NEW LEXINGTON — As the coronavirus (COVID-19) still holds its grip on the people of Ohio, some regulations have been lifted since the initial confirmed cases. As part of the state’s efforts to get things back to normal, new director’s orders are getting Ohio’s nursing homes ready for public interaction.

The Ohio Department of Health Director Amy Acton signed, on June 4, a third amended director’s order seeking to limit the public access to Ohio’s nursing homes and similar facilities. The order comes with some exceptions.

According to the Ohio Department of Health, the restrictions established on the March 13 order remain in effect meaning nursing homes must continue to restrict access only to personnel who are necessary to the daily operations.

Personnel who are defined as necessary for the operations of the homes may include, but are not limited to, staff, contracted and emergency healthcare providers, contractors conducting critical on-site maintenance and governmental representatives included with regulators and their contractors.

The order for nursing homes also states that no visitors of a residence shall be admitted to any home, unless there are reasons such as “end of life situations.”

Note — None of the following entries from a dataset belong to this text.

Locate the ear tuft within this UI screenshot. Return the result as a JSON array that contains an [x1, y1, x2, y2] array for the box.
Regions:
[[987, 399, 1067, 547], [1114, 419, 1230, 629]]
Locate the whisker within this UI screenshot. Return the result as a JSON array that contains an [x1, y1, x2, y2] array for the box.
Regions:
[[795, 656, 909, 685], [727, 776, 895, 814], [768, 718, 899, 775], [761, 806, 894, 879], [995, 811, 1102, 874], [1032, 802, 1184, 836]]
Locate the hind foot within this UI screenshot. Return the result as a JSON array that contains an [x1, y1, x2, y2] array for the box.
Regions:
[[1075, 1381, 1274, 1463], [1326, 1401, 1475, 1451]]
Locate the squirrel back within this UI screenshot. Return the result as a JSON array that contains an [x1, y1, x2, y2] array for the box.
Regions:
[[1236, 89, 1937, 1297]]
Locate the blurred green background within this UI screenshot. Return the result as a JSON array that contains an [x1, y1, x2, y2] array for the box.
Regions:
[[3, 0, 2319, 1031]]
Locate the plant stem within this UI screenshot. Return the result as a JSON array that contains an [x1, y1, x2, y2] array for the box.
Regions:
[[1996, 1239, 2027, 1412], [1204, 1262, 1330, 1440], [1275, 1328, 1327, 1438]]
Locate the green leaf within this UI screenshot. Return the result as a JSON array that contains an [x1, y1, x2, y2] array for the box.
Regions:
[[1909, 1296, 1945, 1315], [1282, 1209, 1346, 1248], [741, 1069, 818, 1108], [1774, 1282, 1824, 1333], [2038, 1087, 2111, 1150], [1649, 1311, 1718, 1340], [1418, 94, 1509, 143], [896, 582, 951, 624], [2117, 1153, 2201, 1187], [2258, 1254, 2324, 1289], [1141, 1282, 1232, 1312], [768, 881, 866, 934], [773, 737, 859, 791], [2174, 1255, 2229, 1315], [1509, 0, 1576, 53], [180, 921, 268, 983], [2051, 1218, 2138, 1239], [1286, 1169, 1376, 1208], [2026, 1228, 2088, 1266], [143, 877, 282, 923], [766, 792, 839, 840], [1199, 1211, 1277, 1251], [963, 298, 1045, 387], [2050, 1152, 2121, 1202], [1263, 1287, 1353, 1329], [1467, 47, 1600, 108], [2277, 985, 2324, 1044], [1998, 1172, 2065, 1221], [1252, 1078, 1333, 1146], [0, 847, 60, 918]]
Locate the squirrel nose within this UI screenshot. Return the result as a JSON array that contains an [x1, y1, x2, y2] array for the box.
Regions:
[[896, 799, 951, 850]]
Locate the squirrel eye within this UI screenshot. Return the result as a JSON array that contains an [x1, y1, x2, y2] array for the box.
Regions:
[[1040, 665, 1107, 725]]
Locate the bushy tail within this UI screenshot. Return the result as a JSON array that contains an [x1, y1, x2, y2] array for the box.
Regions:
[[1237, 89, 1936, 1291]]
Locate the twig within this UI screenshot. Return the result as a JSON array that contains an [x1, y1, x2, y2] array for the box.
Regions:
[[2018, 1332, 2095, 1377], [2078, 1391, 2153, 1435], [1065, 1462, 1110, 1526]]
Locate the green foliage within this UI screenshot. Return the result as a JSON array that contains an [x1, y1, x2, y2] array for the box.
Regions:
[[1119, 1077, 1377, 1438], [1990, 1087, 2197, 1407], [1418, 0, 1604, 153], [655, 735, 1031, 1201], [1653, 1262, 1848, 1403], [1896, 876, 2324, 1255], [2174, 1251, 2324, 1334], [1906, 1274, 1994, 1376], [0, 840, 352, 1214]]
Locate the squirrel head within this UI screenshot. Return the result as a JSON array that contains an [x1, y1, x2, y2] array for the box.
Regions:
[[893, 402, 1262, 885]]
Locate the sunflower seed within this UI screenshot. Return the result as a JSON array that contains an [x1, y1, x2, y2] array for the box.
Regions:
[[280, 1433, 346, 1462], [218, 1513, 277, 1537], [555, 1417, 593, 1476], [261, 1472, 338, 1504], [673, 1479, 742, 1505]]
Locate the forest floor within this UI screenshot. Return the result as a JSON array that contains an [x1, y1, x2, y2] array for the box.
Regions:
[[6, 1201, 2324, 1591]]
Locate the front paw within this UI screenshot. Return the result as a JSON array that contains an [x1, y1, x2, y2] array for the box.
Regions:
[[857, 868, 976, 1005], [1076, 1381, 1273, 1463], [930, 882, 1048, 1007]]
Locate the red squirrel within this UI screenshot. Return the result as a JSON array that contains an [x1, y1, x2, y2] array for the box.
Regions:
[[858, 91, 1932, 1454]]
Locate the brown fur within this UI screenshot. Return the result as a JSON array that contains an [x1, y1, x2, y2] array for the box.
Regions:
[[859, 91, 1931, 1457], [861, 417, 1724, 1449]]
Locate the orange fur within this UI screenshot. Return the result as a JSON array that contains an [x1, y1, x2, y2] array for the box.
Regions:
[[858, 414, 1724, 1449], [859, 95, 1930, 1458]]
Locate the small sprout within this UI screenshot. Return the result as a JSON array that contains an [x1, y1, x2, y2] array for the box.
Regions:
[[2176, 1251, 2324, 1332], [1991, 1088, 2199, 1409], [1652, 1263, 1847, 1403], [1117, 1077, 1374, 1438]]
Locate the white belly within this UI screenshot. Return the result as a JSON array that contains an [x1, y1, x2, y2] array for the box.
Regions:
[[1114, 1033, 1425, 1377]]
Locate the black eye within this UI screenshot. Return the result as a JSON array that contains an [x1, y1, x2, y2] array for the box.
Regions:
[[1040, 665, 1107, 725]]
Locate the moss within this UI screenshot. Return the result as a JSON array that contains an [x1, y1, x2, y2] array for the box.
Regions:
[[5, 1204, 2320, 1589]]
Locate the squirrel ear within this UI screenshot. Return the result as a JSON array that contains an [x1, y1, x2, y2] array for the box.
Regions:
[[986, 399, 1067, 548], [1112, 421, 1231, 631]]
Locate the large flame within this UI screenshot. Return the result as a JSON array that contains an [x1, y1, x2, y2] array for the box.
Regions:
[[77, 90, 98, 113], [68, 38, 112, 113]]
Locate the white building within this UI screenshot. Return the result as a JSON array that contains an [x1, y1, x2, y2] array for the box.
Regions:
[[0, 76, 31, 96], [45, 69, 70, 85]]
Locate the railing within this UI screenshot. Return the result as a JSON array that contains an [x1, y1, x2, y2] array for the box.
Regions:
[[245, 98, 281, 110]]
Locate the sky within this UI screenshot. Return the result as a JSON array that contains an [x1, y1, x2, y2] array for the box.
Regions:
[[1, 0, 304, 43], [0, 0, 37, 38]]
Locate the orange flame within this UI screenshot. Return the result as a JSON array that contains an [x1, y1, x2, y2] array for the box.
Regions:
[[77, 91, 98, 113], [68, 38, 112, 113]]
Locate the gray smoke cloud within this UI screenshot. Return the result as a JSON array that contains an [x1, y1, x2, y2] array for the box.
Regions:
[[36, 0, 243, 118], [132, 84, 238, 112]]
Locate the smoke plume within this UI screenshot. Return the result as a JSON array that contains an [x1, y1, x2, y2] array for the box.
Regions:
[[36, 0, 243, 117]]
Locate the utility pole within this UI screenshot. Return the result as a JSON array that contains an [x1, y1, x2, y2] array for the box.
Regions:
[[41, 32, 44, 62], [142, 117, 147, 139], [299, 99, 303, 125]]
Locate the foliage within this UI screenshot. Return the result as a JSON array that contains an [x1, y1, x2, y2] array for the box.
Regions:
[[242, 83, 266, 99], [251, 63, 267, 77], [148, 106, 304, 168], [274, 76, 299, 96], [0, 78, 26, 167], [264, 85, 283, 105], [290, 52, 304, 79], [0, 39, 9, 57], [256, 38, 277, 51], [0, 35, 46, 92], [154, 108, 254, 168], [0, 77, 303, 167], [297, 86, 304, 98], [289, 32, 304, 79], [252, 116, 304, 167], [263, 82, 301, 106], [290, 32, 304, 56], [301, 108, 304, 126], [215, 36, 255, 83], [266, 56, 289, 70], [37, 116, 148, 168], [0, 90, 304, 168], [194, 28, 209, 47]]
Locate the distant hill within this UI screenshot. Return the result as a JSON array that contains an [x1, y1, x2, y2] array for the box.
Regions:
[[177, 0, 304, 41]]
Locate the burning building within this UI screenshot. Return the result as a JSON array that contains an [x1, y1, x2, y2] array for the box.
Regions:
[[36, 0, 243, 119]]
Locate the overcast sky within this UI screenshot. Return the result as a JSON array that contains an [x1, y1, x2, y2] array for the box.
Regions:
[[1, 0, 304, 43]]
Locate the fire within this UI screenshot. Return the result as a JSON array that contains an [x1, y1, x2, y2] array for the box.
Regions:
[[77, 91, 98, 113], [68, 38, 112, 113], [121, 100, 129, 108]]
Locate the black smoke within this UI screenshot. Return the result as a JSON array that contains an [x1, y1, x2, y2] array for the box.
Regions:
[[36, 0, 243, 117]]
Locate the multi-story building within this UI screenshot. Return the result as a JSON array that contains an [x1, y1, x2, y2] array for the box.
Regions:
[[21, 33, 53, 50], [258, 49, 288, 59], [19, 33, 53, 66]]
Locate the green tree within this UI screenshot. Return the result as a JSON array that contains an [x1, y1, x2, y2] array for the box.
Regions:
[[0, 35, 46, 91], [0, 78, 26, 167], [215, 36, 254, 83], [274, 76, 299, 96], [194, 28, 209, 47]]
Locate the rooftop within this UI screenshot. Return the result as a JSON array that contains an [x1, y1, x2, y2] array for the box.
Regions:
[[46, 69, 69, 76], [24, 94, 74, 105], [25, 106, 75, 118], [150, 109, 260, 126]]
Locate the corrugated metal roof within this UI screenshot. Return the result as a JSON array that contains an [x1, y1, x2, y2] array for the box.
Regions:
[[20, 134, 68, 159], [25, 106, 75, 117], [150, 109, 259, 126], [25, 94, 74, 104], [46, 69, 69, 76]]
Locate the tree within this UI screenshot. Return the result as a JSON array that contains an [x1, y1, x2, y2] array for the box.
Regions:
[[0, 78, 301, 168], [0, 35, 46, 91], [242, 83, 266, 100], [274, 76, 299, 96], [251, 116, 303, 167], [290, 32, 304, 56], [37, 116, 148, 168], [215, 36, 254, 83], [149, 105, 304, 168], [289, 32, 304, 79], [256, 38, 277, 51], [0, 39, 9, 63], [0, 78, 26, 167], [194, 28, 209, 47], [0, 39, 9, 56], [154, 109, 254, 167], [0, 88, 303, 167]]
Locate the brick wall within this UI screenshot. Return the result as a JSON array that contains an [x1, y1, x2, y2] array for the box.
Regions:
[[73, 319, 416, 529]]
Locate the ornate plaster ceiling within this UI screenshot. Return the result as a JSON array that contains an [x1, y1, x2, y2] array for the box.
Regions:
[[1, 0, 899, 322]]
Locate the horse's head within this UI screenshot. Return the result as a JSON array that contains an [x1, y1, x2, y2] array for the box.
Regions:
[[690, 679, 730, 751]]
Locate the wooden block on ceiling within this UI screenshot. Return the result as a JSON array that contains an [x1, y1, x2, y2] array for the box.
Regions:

The state’s health department also outlines that all individuals and personnel must be screened for COVID-19 each time they enter the facility. Guidance when it comes to screening is able to be viewed on the Centers for Disease Control and Prevention (CDC) as well as the Centers for Medicare and Medicaid Services. The Ohio Department of Health also has its own guidance for screenings.

Screenings for visitors should include questions about exposure to COVID-19 as well as assessing them and personnel for coughing, shortness of breath and body temperature of 100.4 degrees or higher. This amended order does not apply to exigent circumstances, to emergency medical services, first responders and similarly situated individuals.

A home facility should seek to have few points of entry into the building as possible. The Ohio Department of Health recommended in the order that homes should have just one designated point of entry. However, this order does not cover aspects such as emergency property rights of a certain facility.

Individuals who are allowed into a facility must provide legal federal or state identification or other “satisfactory” form of identification or be a person known to the home. Individuals would also need to provide the facility with a business telephone number and address.

According to the department of health, the facility is responsible for the logging of visitors which includes a contact number and address. The log is set to be maintained at all Ohio homes for a period of at least six months.

Effective on June 8, residential care facilities may permit residents to have visitors in outdoor settings within accordance guidelines. The order will remain in full effect until Director Acton rescinds or makes modifications to the amended orders.

As of April 15, the Ohio Department of Health has reported a total of 5,911 confirmed COVID-19 cases in residents and 2,695 confirmed cases in staff members.